A Edição, como comecei a falar acima, é simplesmente impecável: linda no acabamento e perfeita no conteúdo, específica para fazer o leitor entender um pouquinho mais do universo do famoso autor, além de lhe dar duas versões do mesmo poema. Os detalhes e as gravuras somente deixam o livro mais primoroso e essa mesma edição segue no mesmo formato que “Histórias Extraordinárias”, também de Poe, lançada pela mesma Companhia das Letras em 2017 – os mesmos detalhes na capa fazem com que se tornem um dupla essencial na coleção de todas as pessoas que tem apreço pelo autor, tão conhecido por seus contos e poemas góticos.

E o Corvo, na noite infinda, está ainda, está ainda
No alvo busto de Atena que há por sobre os meus umbrais.

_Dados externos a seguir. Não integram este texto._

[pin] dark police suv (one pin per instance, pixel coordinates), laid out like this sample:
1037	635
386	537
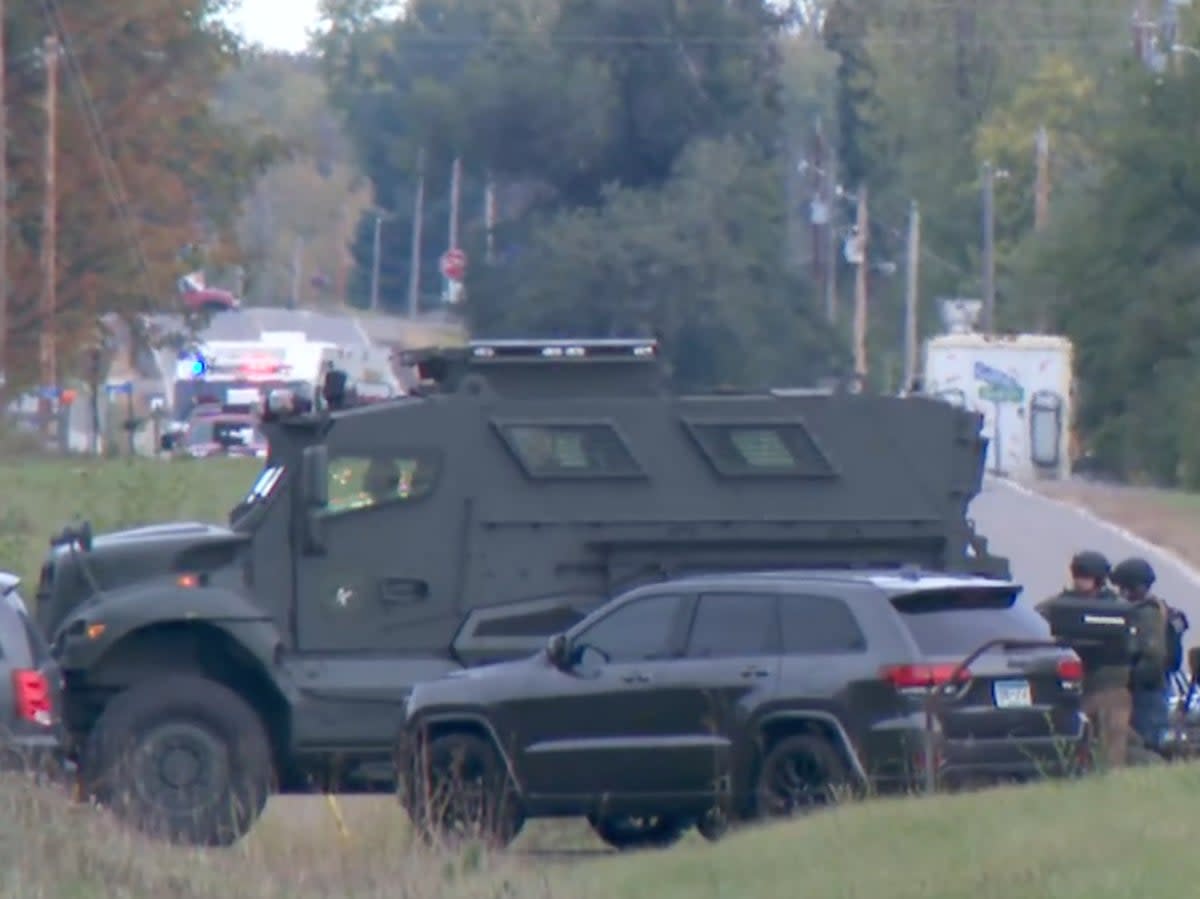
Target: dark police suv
718	697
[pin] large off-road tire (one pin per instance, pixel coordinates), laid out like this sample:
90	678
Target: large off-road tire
625	832
460	791
798	774
181	759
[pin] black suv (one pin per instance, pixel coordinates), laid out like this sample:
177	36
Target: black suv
718	697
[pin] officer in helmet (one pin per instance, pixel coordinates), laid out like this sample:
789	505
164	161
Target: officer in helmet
1147	678
1107	697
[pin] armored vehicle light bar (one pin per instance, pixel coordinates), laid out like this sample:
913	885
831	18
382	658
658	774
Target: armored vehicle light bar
499	351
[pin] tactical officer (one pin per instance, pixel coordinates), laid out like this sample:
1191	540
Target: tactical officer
1108	701
1147	678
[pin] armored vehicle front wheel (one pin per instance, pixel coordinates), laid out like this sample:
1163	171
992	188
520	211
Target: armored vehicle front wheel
797	774
183	759
461	791
639	831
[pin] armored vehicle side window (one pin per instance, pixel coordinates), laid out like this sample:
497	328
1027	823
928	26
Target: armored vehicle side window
361	481
819	625
729	624
748	449
636	631
569	450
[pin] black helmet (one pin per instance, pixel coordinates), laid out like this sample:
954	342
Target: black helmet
1090	563
1134	573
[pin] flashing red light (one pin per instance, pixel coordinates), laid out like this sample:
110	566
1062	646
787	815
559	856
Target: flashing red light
31	693
1071	669
910	677
261	366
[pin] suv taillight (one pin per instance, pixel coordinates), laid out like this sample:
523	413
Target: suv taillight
923	677
31	695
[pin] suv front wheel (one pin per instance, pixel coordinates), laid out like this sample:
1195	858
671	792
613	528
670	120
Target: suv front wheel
461	791
797	774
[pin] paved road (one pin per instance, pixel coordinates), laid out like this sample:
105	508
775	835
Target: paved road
1039	535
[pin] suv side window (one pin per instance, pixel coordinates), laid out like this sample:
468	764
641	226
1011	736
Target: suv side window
729	625
819	625
636	631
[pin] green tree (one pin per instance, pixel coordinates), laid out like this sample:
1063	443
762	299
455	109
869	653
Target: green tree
1122	259
694	262
142	172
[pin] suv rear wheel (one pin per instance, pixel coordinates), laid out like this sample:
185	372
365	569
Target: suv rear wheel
797	774
639	831
461	791
183	759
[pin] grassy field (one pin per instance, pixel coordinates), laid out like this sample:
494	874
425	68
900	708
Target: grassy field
1117	835
37	498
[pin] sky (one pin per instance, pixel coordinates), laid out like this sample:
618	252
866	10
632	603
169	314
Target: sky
276	24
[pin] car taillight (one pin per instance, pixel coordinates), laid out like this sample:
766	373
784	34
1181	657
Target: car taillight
1071	670
31	694
923	677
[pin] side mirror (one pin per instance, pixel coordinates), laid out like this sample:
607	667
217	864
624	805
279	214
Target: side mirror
316	477
558	651
315	489
334	388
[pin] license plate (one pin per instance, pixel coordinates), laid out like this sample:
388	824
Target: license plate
1012	694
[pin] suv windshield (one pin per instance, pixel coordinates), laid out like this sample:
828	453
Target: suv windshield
957	622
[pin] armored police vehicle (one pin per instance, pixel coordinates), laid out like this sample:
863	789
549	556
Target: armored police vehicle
387	544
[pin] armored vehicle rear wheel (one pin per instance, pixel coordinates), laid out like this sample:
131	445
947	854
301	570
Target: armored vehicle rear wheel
798	774
639	831
461	791
183	759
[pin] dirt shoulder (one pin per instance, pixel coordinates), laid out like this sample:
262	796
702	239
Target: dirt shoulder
1169	519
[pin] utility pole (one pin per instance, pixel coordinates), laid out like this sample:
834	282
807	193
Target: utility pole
297	271
49	220
819	215
4	202
862	228
376	251
1169	33
455	201
831	195
989	249
1042	185
490	217
414	270
911	299
1042	210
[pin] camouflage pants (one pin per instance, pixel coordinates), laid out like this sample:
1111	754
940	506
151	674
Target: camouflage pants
1110	711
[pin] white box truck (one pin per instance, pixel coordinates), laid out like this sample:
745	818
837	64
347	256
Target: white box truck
1023	385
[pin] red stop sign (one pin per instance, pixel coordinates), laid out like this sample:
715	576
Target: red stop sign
454	264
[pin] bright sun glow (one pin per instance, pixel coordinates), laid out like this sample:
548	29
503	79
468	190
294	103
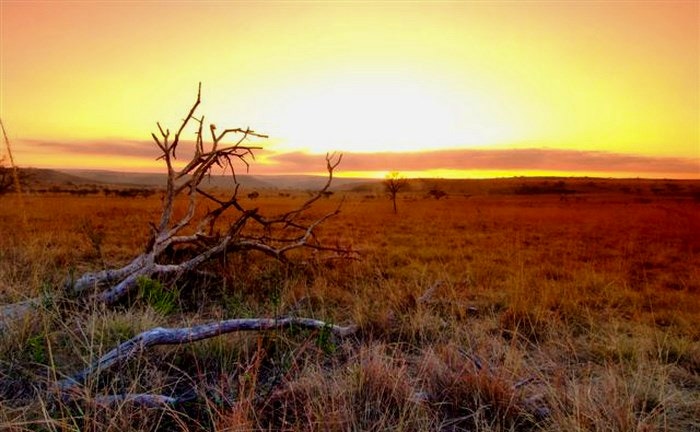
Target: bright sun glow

Seu olhar tem a medonha dor de um demônio que sonha,
E a luz lança-lhe a tristonha sombra no chão mais e mais.

Sei que já falei acima que poemas devem ser sentidos por quem o lê, por isso acredito ser redundante afirmar novamente que não há o que se analisar no mesmo, somente atestar que se você não conhece o trabalho de Poe, seja como escritor, seja como poeta, esse livro é um grande caminho para se começar. Não perca de conhecer um dos maiores nomes da literatura mundial, e por que não com um poema que nos lembra da nossa mortalidade?